第7話『牝豚調教』-3
パァン、パァン、パァン、パァンッ。
「……っ……くっ……うっ……ん……ブヒッ……」
どうしても声が洩れてしまう時は豚声を被せて誤魔化すうちに、【A4番】のお尻は朱に染まっていった。 腰から足の付け根まで全部だ。 横に鞭打つだけでなく、尻の割れ目をヒールで拡げながら縦に肛門打ちも混ぜたため、尻たぶのてっぺんから尻の谷間まで隙が無い。
「ふぅ……この辺でよしとしましょうか」
ピンク色というよりは真っ赤になったお尻を前に寮監が呟く。
「ぶ、ブヒぃ……」
鞭打ちで熱が籠ったお尻を震わせながら、ホッとする【A4番】……けれど少女が安心するには早過ぎた。
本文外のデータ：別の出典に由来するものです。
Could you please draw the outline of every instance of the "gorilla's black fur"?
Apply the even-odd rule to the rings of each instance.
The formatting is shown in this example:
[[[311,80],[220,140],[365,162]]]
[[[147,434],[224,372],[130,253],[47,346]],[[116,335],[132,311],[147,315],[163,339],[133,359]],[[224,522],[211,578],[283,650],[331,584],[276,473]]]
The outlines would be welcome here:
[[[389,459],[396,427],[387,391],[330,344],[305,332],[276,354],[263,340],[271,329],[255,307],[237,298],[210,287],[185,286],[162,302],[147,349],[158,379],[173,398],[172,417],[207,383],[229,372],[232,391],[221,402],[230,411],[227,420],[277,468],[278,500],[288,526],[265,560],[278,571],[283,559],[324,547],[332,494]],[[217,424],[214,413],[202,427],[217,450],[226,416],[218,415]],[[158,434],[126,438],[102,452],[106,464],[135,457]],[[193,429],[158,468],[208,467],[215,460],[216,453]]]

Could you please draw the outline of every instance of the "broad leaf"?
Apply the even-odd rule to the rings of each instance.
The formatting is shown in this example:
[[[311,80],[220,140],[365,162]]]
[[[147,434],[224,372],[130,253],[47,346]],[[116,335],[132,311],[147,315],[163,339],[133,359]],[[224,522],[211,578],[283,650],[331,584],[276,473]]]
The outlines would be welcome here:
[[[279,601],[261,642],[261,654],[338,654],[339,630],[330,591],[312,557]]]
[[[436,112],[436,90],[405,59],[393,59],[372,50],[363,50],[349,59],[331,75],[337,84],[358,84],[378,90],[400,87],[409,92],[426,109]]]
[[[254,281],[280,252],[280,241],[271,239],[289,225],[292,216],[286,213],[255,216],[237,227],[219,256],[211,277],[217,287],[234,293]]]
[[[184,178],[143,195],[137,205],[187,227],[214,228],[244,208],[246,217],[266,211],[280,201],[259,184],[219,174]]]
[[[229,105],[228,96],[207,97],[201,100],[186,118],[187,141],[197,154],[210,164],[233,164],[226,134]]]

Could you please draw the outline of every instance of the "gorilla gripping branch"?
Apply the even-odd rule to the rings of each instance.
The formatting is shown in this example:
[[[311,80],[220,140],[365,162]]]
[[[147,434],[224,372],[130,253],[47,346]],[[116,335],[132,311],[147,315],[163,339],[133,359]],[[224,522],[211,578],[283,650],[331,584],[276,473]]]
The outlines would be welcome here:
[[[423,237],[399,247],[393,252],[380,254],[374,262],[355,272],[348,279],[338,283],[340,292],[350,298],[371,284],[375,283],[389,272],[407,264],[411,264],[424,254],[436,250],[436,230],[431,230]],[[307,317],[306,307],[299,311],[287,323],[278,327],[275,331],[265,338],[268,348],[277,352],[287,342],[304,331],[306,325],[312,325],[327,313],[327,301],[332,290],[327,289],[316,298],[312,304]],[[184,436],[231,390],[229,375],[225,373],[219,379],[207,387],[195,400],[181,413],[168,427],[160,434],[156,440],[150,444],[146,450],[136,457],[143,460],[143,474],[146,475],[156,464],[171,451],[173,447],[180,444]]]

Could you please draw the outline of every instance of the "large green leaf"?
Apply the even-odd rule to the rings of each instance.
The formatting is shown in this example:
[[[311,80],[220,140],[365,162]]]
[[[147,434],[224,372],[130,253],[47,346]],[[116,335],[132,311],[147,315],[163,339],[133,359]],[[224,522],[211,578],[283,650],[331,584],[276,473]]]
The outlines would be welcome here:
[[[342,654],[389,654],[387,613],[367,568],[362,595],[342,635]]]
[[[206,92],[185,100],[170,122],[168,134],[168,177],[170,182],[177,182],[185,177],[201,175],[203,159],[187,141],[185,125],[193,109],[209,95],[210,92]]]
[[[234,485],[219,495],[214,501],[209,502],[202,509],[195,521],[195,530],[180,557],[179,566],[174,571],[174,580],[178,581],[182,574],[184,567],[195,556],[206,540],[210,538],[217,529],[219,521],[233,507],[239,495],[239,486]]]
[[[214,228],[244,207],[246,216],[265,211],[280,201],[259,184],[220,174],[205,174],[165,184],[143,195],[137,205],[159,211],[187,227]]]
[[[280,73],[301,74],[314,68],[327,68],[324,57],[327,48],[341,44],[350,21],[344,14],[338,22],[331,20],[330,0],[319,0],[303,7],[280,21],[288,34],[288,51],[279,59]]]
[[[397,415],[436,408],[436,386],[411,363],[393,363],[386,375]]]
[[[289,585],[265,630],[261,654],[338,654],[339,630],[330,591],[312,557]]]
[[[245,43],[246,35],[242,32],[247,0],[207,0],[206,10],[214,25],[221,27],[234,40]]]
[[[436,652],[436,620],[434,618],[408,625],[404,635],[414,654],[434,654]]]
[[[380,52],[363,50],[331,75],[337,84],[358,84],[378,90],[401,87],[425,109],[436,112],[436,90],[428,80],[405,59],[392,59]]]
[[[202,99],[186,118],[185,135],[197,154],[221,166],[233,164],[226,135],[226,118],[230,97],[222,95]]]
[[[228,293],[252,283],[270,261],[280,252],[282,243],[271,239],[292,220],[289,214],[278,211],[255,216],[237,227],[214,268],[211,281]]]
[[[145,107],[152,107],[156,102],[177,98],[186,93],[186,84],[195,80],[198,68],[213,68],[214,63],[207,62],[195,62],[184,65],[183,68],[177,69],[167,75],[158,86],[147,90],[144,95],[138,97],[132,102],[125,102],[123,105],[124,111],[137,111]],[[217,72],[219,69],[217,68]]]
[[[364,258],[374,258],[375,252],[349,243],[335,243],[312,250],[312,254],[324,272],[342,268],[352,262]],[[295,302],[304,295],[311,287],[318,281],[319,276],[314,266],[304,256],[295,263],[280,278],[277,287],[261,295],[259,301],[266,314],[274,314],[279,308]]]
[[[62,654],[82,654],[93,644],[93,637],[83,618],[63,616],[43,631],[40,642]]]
「お尻はこれっくらいでOKとして、次は背中にいきますよぉ。 その次にお腹とおっぱい、それから手足とオマンコで……最後に顔を豚さんにしてあげましょうね」
「フゴッ!?」
「早くしないとお尻が元に戻っちゃうから、もし全身豚さんになれなかったら、またお尻から染め直さなきゃね。 そんな面倒はしてらんないし、ビシバシ、まきでいきましょう。 さ、背中をこっちに向けて」
「フゴッ……フグッ」
【A4番】は慌てて尻をさげ、気持ち背中を反らせた。 少しでも鞭打ち易いよう、上半身を傾ける。 寮監が冗談をいうタイプでない以上、身体全体を真っ赤に染めないうちは納得してもらえない。 ならば少しでも多くの鞭を、勢いよく振るってもらうしかどうしようもない。 当然勢いを増した分だけ苦痛は何倍にもなるわけだが……泣き言はいっていられない。
「フグゥ……ぶ、ブヒィ……」
鞭打たれる場所も、尻、背中はいいとして、膨らんだお腹をぶたれるのは耐えられるだろうか? お腹には『空気浣腸』と『液体浣腸』をブレンドしてある。 アナルプラグで栓をしているものの、既に便意は限界に近い。 さらに鞭打たれて、暴発させずに耐えられるだろうか? 乳房や太ももを打たれるのは、お尻より痛くて辛いけれど、過去の経験から我慢できると思う。 けれど、顔はどうだろう? バラ鞭で顔を叩かれたことはない。 しかも豚顔を作るためにフックで目と鼻がひん曲がった状態だ。 鞭が逸れてフックにあたりでもしたら……考えただけで絶句する。
「ブッ、ブヒッ、フゴッ!」
ダメだダメだ、これからどうされるかなんて考えてはダメだ。 【A4番】は一際大きく鼻を鳴らした。 寮監に躾けてもらうスタイルに『豚』を即興の勘で選んだのはほかならぬ自分。 となれば最後まで自分の勘に心中するより他はない。
ビシィッ。
的が広くなって勢いを増したバラ鞭が背中を襲う。 中途半端に考え事をしていた最中、肩甲骨の真下に熱が炸裂し、
「ぶっ、ぶひッ」
冷静に痛みを受けとめるつもりが、つい豚声で啼いてしまった。 悲鳴に苛立ったせいか、
ビシィッ、ビシィッ、ビシィッ。
心なし寮監の鞭が勢いを増す。
「……ッ……ンッ……ンン……ッ!」
【A4番】は歯を喰いしばり、降り注ぐ鞭に身を委ねた。 お腹は便意でゴロゴロうねり、鞭打たれたところはジンジン疼き、現在進行形で背中の痛みに息が止まりそうになる。 それでも、どんなことがあっても自分より御主人様を優先させるのが『M奴隷』の嗜みだ。 他人を甚振るのが趣味である寮監が今の御主人様である以上、このくらいは想定内――というか、想定外というわけにはいかない。
バシッ、ビシッ、ビシィッ。
「んっ……んんッ……ぶ、ブヒッ……!」
華麗な鞭捌きの下では、鞭跡が重複することなく、見事に肌を朱に染める。 皮膚を破くことなく、また痣として不必要に傷跡が隆起することもなく、まるでペンキを塗るかのよう。 そんな手練のバラ鞭が均等に降り注ぐ中にあって、豚を演じる少女が抑える懸命な嗚咽が、寮監室に木霊した。